É quase doloroso ver um economista competente tentar demonstrar que reduziu impostos, aumentou rendimentos e desceu o défice. As razões indicadas para a impossibilidade são três: "Em primeiro lugar, a economia teve um desenvolvimento muito acima do projectado (...) O peso dos juros no PIB ficou em 3,9%, o mais baixo desde 2010 (...) O terceiro grupo de razões tem que ver com alguns impactos que tínhamos previsto e que depois não se materializaram", citando aqui o adiamento para 2018 das despesas com os lesados do BES. Ora, como vimos, a primeira é frágil, a segunda temporária e a terceira, essa sim, meramente contabilística. Nada disto é estrutural.

O elemento que mais prova o desfasamento do ministro face à realidade é a resposta à pergunta se a redução do défice "implicou sacrifícios na saúde, nos serviços públicos": "Com certeza que não implicou." Mas noutras páginas do mesmo semanário informa-se que "Os médicos protestam de preto (...) pela agonia do SNS" (p. 40), "Equipamento da GNR está atrasado" (26) e "Meios aéreos borregam na Páscoa" (27).

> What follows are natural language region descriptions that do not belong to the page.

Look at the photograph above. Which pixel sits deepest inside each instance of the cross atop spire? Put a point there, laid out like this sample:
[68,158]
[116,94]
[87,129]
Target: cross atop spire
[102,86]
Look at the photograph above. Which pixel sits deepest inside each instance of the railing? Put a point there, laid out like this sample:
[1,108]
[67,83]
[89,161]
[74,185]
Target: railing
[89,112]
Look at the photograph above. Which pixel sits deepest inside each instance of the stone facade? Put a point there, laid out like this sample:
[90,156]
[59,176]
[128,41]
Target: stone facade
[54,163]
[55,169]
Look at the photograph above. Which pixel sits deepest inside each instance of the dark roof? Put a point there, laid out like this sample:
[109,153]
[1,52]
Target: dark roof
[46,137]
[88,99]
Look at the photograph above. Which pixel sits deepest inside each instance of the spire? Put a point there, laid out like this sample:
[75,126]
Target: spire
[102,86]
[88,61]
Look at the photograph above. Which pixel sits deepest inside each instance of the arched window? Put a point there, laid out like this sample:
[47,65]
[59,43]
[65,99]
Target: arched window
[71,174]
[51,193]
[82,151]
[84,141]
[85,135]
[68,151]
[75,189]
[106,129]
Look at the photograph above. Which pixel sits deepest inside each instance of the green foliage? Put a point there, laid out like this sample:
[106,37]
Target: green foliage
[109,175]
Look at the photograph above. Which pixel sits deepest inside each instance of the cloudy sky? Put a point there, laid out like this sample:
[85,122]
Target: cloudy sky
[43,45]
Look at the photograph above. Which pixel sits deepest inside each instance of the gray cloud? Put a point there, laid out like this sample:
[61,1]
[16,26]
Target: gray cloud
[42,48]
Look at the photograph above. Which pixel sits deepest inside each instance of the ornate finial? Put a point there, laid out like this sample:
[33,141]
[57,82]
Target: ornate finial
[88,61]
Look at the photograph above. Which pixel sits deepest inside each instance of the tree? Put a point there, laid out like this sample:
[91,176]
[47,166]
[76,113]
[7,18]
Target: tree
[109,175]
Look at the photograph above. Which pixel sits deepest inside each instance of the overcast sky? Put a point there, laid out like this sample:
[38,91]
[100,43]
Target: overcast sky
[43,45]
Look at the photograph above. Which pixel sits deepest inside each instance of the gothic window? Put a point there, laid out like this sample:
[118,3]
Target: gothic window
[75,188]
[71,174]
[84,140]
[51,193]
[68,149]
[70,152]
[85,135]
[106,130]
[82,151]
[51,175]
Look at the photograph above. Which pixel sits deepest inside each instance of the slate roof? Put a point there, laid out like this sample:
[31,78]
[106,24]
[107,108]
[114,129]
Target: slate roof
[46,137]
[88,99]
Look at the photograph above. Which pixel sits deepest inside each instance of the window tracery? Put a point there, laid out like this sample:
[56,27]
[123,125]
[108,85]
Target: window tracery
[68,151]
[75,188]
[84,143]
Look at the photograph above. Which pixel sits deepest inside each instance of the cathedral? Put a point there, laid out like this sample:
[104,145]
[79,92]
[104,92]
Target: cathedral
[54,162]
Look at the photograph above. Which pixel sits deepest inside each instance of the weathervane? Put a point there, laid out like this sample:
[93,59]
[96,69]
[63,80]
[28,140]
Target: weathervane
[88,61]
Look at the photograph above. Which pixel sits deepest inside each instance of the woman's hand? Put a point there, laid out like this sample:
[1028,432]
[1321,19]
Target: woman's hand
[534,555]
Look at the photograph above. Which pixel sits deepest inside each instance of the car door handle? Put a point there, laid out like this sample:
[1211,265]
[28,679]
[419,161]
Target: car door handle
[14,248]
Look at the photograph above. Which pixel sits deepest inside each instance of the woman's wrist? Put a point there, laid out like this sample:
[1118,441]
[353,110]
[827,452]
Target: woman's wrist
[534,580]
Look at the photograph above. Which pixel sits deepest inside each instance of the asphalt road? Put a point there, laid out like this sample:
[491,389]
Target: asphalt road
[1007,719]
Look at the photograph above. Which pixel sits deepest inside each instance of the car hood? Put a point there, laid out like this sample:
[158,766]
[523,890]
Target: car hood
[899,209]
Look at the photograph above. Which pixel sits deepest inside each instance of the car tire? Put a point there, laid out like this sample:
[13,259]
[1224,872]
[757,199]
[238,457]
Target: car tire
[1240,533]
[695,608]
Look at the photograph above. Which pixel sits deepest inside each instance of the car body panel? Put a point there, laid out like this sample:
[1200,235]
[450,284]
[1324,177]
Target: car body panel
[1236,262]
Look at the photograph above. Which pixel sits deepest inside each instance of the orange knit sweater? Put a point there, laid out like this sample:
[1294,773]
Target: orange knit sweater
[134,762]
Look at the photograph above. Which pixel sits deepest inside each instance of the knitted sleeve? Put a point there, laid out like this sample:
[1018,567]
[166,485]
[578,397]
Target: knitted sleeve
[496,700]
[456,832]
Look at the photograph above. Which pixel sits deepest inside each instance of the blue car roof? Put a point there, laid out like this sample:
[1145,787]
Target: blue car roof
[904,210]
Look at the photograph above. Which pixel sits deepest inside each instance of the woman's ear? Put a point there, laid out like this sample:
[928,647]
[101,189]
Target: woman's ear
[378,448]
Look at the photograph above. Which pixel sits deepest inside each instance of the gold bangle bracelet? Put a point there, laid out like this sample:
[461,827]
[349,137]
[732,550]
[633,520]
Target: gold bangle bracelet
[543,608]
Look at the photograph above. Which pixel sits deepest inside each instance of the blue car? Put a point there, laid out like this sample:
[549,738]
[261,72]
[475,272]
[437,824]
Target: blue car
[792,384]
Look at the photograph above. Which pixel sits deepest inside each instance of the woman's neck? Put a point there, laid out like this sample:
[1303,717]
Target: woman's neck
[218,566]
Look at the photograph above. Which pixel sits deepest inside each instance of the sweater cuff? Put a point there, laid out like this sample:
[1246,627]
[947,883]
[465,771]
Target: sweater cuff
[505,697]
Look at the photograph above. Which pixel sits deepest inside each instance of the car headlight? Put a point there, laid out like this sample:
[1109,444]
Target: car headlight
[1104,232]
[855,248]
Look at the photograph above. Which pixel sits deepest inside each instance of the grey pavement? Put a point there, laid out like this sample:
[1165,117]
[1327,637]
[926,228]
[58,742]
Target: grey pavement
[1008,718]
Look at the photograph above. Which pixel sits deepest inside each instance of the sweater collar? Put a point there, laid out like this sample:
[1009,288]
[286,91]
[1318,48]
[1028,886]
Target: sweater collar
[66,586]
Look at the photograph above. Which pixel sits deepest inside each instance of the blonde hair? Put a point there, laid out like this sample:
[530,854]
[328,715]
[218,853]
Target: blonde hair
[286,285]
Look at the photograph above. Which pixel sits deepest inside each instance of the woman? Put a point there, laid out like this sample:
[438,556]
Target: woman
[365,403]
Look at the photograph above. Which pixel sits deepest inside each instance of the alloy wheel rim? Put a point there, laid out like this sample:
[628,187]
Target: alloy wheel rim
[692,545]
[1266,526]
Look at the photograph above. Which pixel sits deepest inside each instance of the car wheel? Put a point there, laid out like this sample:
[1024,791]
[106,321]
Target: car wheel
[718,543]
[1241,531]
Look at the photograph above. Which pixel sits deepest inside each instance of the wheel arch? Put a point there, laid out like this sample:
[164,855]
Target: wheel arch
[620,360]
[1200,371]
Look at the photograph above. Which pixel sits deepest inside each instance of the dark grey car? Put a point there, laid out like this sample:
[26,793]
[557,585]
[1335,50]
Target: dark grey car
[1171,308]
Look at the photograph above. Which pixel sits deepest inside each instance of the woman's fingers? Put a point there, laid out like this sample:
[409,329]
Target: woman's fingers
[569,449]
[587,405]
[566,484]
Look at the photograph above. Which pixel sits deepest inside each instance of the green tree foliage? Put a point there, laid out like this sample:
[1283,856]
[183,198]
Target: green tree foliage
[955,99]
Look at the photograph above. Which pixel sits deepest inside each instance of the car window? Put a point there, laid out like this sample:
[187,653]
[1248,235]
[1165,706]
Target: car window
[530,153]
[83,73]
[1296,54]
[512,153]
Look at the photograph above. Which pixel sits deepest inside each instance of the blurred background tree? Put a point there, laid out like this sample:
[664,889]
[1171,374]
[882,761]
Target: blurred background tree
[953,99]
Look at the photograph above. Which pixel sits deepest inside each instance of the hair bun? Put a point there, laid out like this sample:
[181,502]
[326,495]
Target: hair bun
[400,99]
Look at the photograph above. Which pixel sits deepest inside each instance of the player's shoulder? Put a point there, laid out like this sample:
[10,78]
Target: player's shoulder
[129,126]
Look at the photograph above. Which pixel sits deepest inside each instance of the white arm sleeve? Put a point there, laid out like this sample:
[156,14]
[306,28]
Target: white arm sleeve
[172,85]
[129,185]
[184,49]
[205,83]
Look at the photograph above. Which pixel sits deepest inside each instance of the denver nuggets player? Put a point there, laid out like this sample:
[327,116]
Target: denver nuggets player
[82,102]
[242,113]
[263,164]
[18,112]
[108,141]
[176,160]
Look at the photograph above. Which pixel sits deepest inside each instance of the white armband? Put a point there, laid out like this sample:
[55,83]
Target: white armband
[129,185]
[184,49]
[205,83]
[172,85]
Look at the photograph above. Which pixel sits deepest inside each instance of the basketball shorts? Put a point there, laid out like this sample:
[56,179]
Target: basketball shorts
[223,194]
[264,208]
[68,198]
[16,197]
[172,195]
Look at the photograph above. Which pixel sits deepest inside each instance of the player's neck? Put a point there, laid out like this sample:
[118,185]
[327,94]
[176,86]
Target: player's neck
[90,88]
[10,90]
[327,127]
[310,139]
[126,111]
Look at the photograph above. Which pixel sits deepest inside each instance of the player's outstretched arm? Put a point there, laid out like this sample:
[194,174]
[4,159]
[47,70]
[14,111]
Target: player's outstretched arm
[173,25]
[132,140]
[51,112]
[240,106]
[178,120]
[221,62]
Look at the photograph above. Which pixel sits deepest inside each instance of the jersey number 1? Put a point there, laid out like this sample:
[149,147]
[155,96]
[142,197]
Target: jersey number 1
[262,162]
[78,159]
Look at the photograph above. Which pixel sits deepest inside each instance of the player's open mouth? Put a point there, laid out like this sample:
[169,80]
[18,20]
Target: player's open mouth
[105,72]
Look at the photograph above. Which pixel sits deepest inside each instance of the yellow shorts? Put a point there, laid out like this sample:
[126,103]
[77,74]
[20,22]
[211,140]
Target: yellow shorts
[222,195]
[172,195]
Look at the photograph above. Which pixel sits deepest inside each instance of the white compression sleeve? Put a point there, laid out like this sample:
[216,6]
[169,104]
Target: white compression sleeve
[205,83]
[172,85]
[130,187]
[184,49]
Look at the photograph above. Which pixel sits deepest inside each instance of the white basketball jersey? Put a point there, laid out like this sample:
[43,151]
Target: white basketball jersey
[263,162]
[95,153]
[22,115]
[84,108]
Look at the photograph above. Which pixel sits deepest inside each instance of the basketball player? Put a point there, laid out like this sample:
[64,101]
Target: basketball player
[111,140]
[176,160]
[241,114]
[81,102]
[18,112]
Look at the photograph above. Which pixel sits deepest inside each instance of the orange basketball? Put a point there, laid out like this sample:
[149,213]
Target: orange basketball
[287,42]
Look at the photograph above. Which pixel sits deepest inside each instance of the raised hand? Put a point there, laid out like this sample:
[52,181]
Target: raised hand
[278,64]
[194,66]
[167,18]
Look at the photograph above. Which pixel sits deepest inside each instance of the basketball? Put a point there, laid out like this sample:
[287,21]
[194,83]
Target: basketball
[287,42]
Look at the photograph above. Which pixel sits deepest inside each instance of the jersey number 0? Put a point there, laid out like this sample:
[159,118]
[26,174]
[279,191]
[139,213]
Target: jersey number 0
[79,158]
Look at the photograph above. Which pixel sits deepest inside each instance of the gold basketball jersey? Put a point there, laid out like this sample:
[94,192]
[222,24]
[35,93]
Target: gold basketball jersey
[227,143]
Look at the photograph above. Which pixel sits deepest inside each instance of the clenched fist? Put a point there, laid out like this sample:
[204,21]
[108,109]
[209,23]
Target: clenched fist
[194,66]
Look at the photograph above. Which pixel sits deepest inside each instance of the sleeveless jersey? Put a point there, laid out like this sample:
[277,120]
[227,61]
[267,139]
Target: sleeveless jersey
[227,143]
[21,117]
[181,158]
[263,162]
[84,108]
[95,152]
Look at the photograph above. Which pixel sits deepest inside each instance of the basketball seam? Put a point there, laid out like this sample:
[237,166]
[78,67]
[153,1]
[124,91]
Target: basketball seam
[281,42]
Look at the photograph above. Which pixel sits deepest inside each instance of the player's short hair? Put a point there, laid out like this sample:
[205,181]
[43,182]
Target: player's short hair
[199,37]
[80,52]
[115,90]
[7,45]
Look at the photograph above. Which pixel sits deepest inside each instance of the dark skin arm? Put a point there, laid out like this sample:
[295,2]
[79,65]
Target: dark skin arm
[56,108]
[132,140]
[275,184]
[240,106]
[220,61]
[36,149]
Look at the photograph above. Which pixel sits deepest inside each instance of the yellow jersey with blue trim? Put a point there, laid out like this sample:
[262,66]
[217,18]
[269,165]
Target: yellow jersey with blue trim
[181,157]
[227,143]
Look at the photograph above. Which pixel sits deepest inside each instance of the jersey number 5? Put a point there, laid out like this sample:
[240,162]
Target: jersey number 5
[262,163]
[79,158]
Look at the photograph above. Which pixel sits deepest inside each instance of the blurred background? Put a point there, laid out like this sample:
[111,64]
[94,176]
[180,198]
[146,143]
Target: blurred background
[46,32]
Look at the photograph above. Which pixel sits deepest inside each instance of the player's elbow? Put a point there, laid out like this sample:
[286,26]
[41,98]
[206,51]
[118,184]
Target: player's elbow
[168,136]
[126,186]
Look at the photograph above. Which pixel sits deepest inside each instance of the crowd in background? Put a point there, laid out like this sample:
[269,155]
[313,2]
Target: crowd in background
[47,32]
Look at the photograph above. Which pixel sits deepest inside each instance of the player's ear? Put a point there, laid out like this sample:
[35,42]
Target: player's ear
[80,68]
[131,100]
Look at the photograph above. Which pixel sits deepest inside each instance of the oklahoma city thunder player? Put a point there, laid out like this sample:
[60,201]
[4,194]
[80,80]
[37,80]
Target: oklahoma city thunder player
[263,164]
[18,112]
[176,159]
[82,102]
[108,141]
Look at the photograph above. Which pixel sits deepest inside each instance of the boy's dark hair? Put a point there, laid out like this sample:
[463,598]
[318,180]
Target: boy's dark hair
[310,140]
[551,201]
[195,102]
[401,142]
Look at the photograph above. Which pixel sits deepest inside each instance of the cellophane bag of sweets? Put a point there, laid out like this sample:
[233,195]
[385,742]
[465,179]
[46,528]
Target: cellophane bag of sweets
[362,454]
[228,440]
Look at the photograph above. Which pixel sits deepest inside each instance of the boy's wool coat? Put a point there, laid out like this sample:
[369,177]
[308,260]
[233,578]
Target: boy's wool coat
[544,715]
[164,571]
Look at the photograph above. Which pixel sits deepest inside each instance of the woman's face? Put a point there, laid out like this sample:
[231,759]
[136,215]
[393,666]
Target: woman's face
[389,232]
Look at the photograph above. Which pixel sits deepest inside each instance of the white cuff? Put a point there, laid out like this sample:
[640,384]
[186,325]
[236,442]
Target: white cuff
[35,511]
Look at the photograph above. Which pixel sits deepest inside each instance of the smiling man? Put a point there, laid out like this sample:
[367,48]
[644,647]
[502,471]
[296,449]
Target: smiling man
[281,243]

O segredo da consolidação de Centeno é degradação dos serviços públicos, que fica por denunciar enquanto os funcionários forem aumentados. O Estado serve crescentemente, não o país, mas quem lá trabalha. Nada disso incomoda o ministro, orgulhoso por os valores das cativações de 2017 serem inferiores à enormidade de 2016.

Entretanto, ele não se dá conta da ironia de, em 2008, Sócrates também se ter gabado de que o défice era o mais baixo da democracia. Mas a esquizofrenia de que sofre é apenas sinal da loucura em que está a sociedade. Somos todos Centeno.

Por decisão pessoal. o autor deste texto não escreve segundo o novo Acordo Ortográfico.